When you log onto your personal or business checking account via your financial institution’s online service you will see two figures, the ledger balance and the available balance. At times, these two amounts are the same, but many times they’re not equal. The difference between the balances can make a difference in how you track your money.
A ledger balance is calculated by subtracting the total number of debits from the total number of credits in a given bank account. It is a beginning of day balance. The ledger balance can be thought of as a snapshot of where the account stands with the financial institution. It changes as new debits and credits are added to or subtracted from an account and is used in reconciling account balances.

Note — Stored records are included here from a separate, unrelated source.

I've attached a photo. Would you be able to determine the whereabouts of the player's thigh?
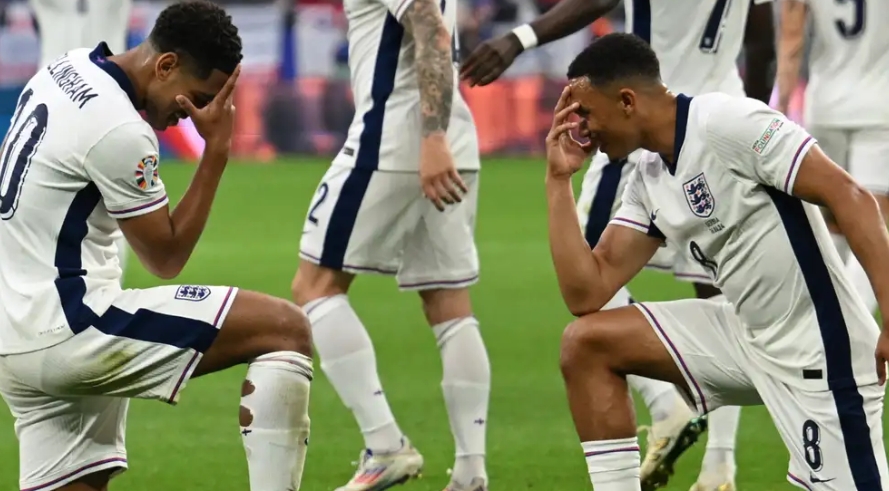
[635,299,761,413]
[577,153,633,247]
[848,128,889,196]
[397,171,479,291]
[809,126,851,171]
[756,382,889,491]
[300,165,422,274]
[0,361,129,490]
[7,285,239,403]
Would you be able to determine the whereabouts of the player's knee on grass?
[559,306,687,390]
[195,290,312,376]
[290,259,355,306]
[420,288,472,326]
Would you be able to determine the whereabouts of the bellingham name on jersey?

The available balance is the amount of money that is available to be withdrawn from the account and is a beginning of day balance plus or minus any of the day's credits or debits. The available balance includes debits that have not cleared the account, whereas the ledger balance doesn’t always reflect those transactions. Ledger balances can be thought of as the official balance of an account.
Example: Low Available Balance
For example, one afternoon when you check your account via your financial institution's online system, the ledger balance is $100 and the available balance is $85. Earlier in the day you bought an item for $15. The transaction has been initiated by the store but hasn’t completely cleared your bank account yet. The ledger total is what the bank's books read, and the available balance is the actual amount of funds you have available for your usage.

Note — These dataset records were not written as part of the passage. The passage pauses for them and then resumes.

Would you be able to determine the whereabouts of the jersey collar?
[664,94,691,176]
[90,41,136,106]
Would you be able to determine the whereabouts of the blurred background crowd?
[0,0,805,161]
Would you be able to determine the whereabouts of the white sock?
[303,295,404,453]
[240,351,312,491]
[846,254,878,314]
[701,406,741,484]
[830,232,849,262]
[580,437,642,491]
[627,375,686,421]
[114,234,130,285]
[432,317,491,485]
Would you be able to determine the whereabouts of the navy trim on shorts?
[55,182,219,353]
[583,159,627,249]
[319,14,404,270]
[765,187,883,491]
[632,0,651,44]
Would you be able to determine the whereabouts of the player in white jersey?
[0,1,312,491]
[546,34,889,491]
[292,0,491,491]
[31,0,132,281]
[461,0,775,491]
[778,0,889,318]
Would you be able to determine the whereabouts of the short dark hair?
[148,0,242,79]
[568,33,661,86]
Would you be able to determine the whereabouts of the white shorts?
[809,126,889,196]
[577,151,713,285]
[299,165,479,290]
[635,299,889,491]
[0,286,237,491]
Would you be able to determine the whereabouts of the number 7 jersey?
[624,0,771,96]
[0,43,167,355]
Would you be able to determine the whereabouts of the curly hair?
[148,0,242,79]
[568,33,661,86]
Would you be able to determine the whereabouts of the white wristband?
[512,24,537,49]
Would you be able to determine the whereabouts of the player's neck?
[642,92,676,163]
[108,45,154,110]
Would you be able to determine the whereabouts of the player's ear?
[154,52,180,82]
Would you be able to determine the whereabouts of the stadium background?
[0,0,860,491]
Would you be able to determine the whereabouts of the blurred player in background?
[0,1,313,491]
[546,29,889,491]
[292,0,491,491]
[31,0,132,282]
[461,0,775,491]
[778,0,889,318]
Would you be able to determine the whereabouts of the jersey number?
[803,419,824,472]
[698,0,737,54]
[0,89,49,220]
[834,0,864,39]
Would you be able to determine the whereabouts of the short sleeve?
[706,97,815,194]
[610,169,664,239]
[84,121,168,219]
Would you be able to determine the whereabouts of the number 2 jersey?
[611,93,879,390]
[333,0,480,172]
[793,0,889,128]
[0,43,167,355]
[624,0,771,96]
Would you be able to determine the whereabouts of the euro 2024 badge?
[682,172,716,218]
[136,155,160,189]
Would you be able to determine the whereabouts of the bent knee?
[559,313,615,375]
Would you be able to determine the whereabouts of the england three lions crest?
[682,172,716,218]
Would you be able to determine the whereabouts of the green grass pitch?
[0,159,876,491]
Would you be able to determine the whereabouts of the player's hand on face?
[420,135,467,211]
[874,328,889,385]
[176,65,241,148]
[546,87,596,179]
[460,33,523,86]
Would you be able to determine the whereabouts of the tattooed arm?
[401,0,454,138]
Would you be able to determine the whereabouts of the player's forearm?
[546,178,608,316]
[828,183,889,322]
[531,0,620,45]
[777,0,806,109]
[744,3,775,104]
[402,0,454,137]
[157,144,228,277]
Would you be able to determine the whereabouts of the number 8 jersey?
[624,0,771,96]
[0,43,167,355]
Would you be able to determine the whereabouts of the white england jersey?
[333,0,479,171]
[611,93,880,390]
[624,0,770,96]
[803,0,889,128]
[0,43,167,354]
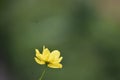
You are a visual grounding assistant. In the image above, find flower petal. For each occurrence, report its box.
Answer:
[58,57,63,62]
[49,50,60,61]
[35,49,42,58]
[34,57,45,65]
[48,63,62,68]
[42,48,50,61]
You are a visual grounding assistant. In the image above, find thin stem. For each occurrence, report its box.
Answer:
[39,68,46,80]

Example: High Available Balance
In another example, you check your account in the morning and the ledger balance equals $250. The available balance also equals $250. Your employer deposits $100 in the account a few hours later. Then, you make a lunch purchase for $7. After lunch, you check your account and the two totals differ. The ledger balance still reads $250, but the available balance equals $343. This is because the most recent two transactions have been initiated but not completed with the financial institution.

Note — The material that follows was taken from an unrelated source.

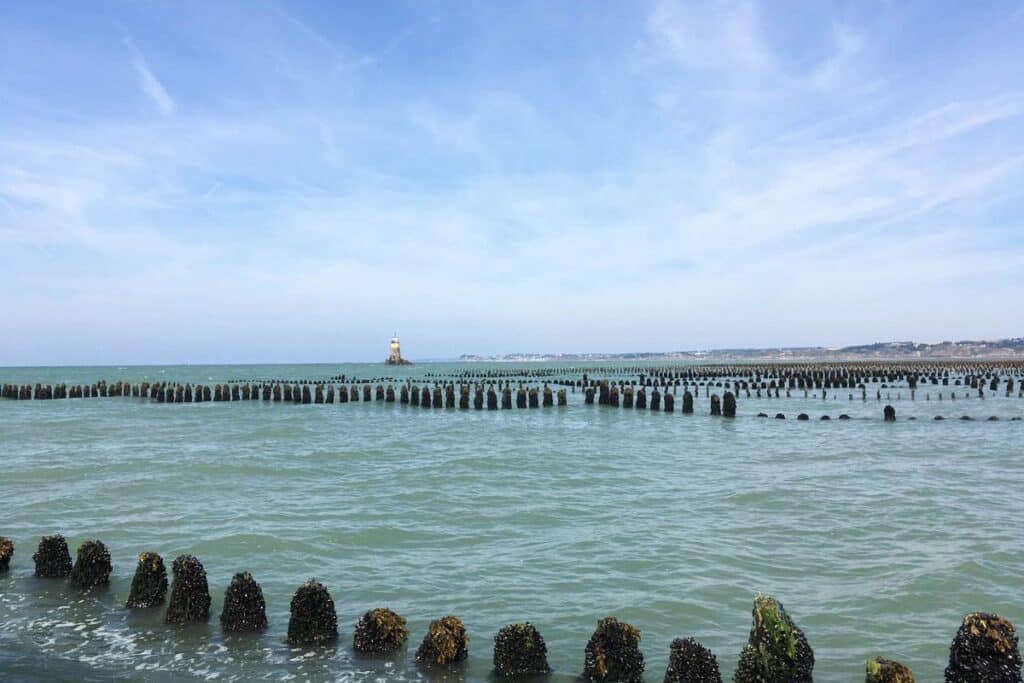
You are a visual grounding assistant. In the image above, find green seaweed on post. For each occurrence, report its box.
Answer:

When you log onto your account online, the layout you see is the modern-day version of the old accounting ledger. Banking records, whether they’re online or on paper, serve the same purpose. They allow customers to see data at a glance and compare their calculations to the financial institution’s figures. The ledger balance versus available balance question arises out of modern technology and the ability to track bank records throughout the day, as opposed to having to travel to the institution and compare ledgers with an employee.